Sementara itu seorang dari Senapati pengapit Ki Rangga Larasgati terkejut ketika ia bertemu dengan seorang perempuan di medan. Dengan lantang Senapati itu berkata, "Jadi Tanah Perdikan ini sudah kehabisan laki-laki?"
Bibi memang tertegun mendengar pertanyaan itu. Namun ia menjawab juga, "Aku memang pengawal Tanah Perdikan. Pemangku Jabatan Kepala Tanah Perdikan yang sekarang juga seorang perempuan. Apa salahnya?"

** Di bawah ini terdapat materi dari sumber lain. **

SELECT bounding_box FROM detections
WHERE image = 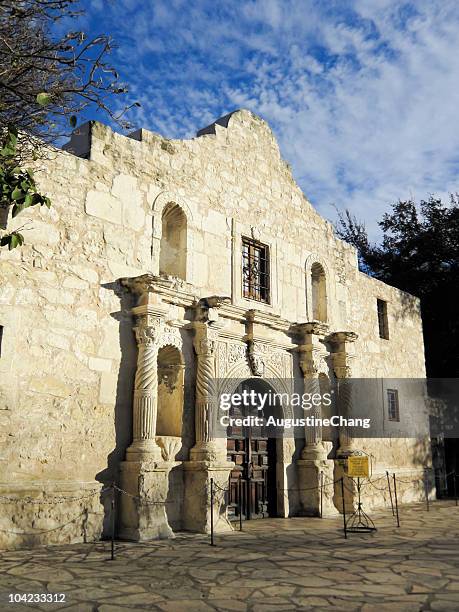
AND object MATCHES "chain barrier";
[0,468,455,548]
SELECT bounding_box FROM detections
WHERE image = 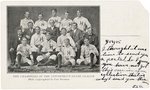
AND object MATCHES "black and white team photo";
[7,6,100,73]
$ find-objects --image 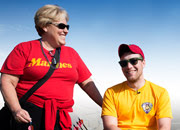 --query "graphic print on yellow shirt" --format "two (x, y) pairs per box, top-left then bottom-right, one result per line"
(102, 81), (172, 130)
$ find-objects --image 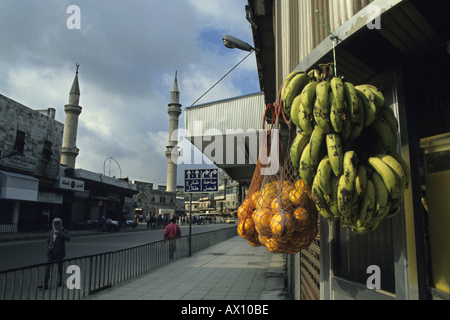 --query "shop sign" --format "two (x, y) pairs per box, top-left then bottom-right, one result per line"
(0, 154), (37, 172)
(59, 177), (84, 192)
(108, 193), (120, 202)
(123, 197), (136, 207)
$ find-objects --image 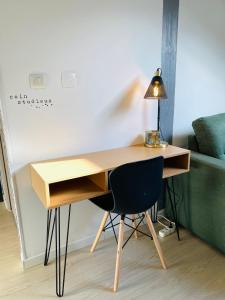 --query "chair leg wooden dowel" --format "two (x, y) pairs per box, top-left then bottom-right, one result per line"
(90, 212), (109, 253)
(113, 217), (124, 292)
(132, 215), (138, 239)
(145, 212), (167, 269)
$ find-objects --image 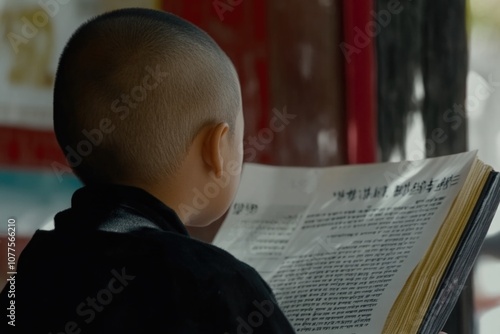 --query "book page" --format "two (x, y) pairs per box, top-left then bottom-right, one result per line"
(214, 152), (476, 334)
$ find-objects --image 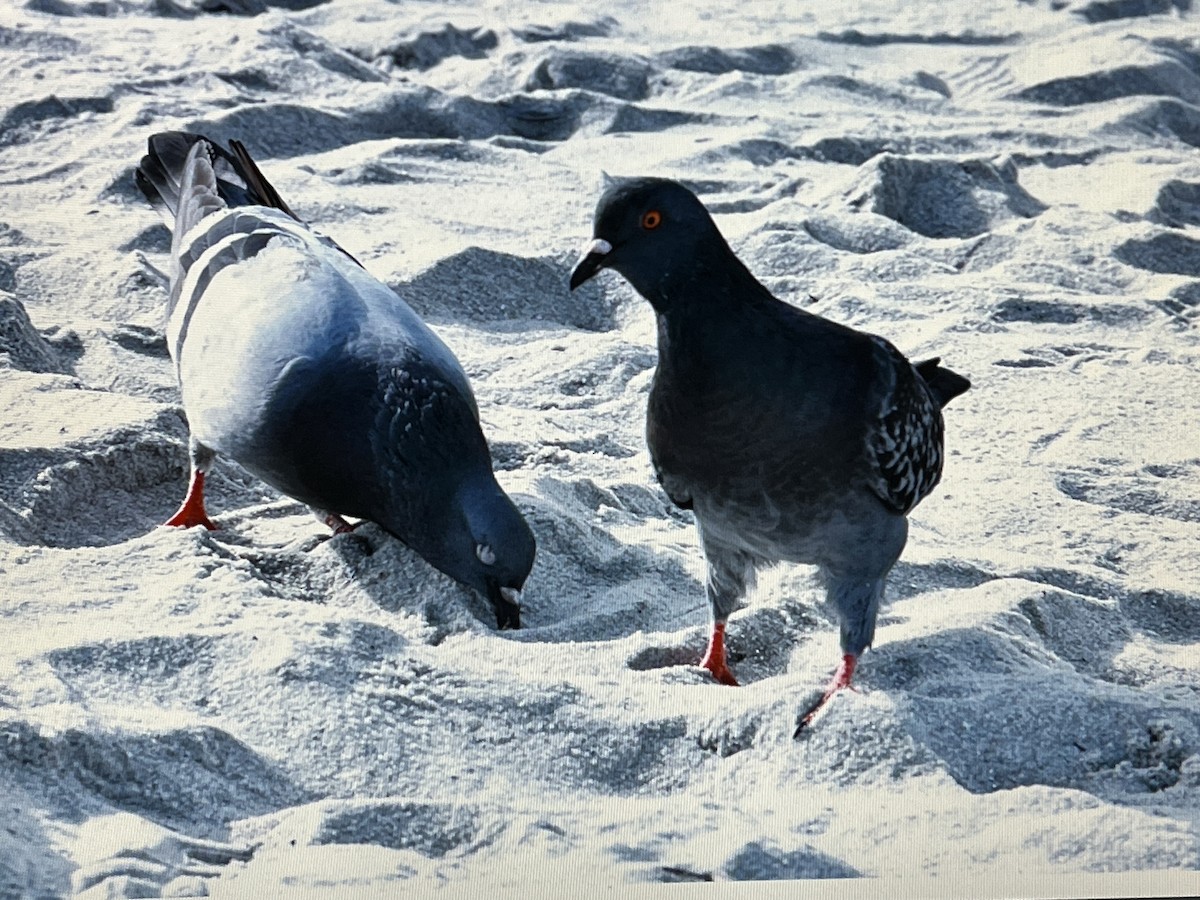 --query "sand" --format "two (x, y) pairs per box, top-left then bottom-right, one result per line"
(0, 0), (1200, 898)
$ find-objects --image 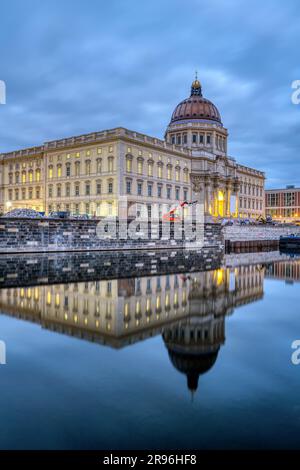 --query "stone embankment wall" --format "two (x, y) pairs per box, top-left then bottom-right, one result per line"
(0, 248), (223, 288)
(0, 218), (224, 253)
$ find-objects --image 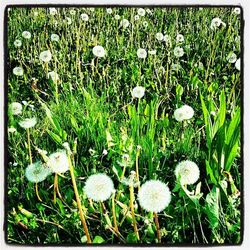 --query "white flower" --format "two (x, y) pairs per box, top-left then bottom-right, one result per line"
(66, 17), (72, 25)
(148, 49), (156, 55)
(138, 180), (171, 213)
(176, 34), (184, 43)
(47, 150), (69, 174)
(174, 105), (194, 122)
(18, 117), (37, 129)
(22, 31), (31, 39)
(25, 161), (51, 183)
(132, 86), (145, 99)
(50, 34), (60, 42)
(134, 15), (140, 21)
(155, 32), (164, 41)
(137, 48), (147, 59)
(81, 13), (89, 22)
(39, 50), (52, 62)
(14, 40), (22, 48)
(93, 45), (105, 57)
(106, 8), (112, 14)
(227, 52), (237, 63)
(142, 21), (148, 28)
(235, 58), (240, 71)
(137, 8), (146, 16)
(233, 8), (240, 15)
(9, 102), (23, 115)
(49, 8), (57, 16)
(84, 173), (114, 201)
(120, 19), (130, 29)
(210, 17), (226, 30)
(175, 161), (200, 185)
(174, 46), (184, 57)
(8, 127), (16, 133)
(13, 67), (23, 76)
(48, 71), (59, 82)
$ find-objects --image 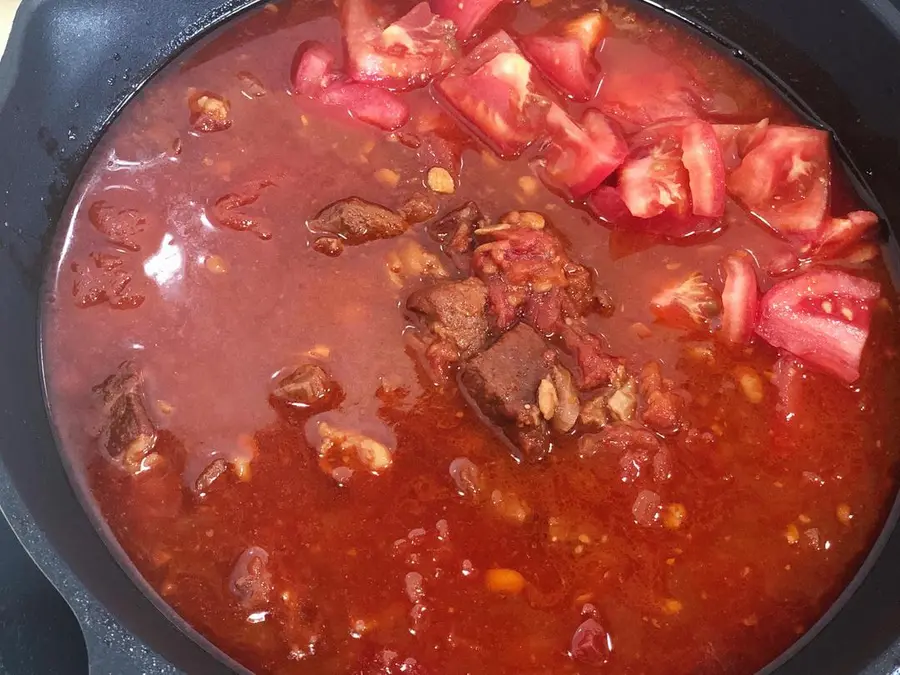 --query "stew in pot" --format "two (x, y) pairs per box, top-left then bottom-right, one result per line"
(43, 0), (900, 675)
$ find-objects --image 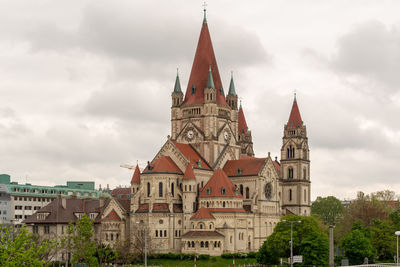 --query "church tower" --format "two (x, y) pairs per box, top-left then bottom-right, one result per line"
(171, 10), (240, 166)
(281, 94), (311, 216)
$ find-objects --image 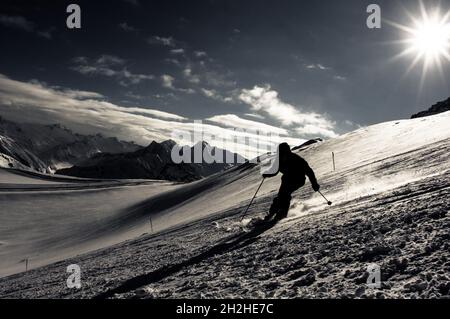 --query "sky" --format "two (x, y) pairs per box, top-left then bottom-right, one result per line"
(0, 0), (450, 158)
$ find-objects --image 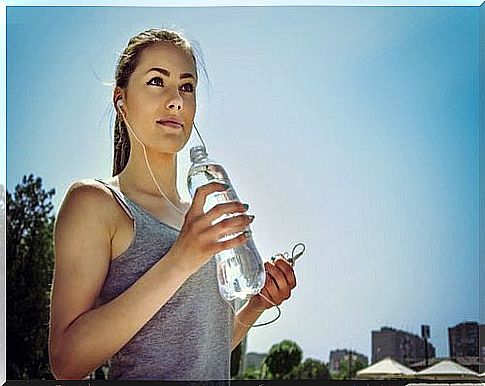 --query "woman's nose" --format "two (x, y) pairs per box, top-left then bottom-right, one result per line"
(166, 92), (183, 110)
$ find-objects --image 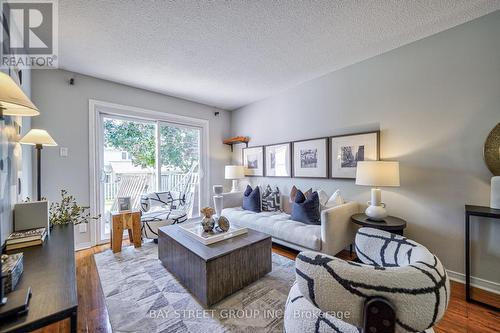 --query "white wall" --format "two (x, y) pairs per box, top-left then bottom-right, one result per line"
(231, 11), (500, 282)
(32, 70), (230, 247)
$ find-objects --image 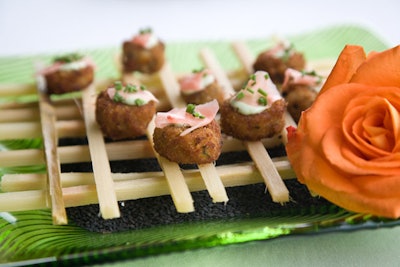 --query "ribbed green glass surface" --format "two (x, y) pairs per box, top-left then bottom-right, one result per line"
(0, 26), (399, 265)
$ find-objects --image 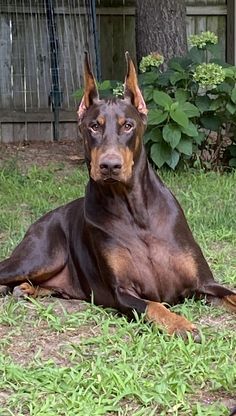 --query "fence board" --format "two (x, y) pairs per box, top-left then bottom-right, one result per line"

"Aku selama ini tidak pernah melawan seorang perempuan," berkata Senapati pengapit itu, "karena itu pergilah. Atau cari saja lawan yang lain."
"Sebaiknya kau mencobanya. Apakah kau akan terkejut atau tidak," jawab Bibi.
"Tetapi melawan seorang perempuan sangat merugikan harga diriku. Jika aku menang, maka setiap orang akan menganggap bahwa hal itu adalah wajar sekali. Tetapi jika aku kalah, maka namaku akan direndahkan," jawab Senapati pengapit itu.
"Jika demikian, kau sajalah yang lari dari medan ini," berkata Bibi, "atau cari lawan yang lain. Aku akan tetap bertempur disini."
Senapati itu menjadi marah. Dengan garang ia berkata, "Kau akan menyesali kata-katamu itu. Sebenarnya aku masih dapat menahan diri. Tetapi kata-katamu itu menyakitkan hati."
Bibi tertawa. Katanya, "Sudahlah. Kita akan bertempur."
Senapati pengapit yang marah itupun dengan garang pula telah menyerang Bibi. Ia ingin dengan cepat menyingkirkannya dari medan agar tidak mengganggunya lagi. Senapati itu menganggap bahwa kehadiran Bibi di medan akan dapat mengurangi kegarangannya sebagai seorang Senapati yang mendapat kepercayaan Ki Rangga Larasgati untuk mendampinginya.
Tetapi Senapati itupun terkejut. Ternyata Bibi yang berpakaian seperti seorang laki-laki itu memiliki ketangkasan yang tinggi. Ketika senjata Senapati itu terjulur maka Bibi sempat bergeser. Bahkan dengan cepat pula Bibi telah mengayunkan pedangnya menyambar ke arah dada.
Senapati itu memang tidak menduga, bahwa Bibi dapat bergerak secepat itu. Karena itu, maka Senapati itupun harus bergerak dengan cepat pula menghindarinya. Namun Bibi telah memburunya. Pedangnya terjulur menggapai perut Senapati itu, sehingga Senapati itu harus bergeser menghindar lagi.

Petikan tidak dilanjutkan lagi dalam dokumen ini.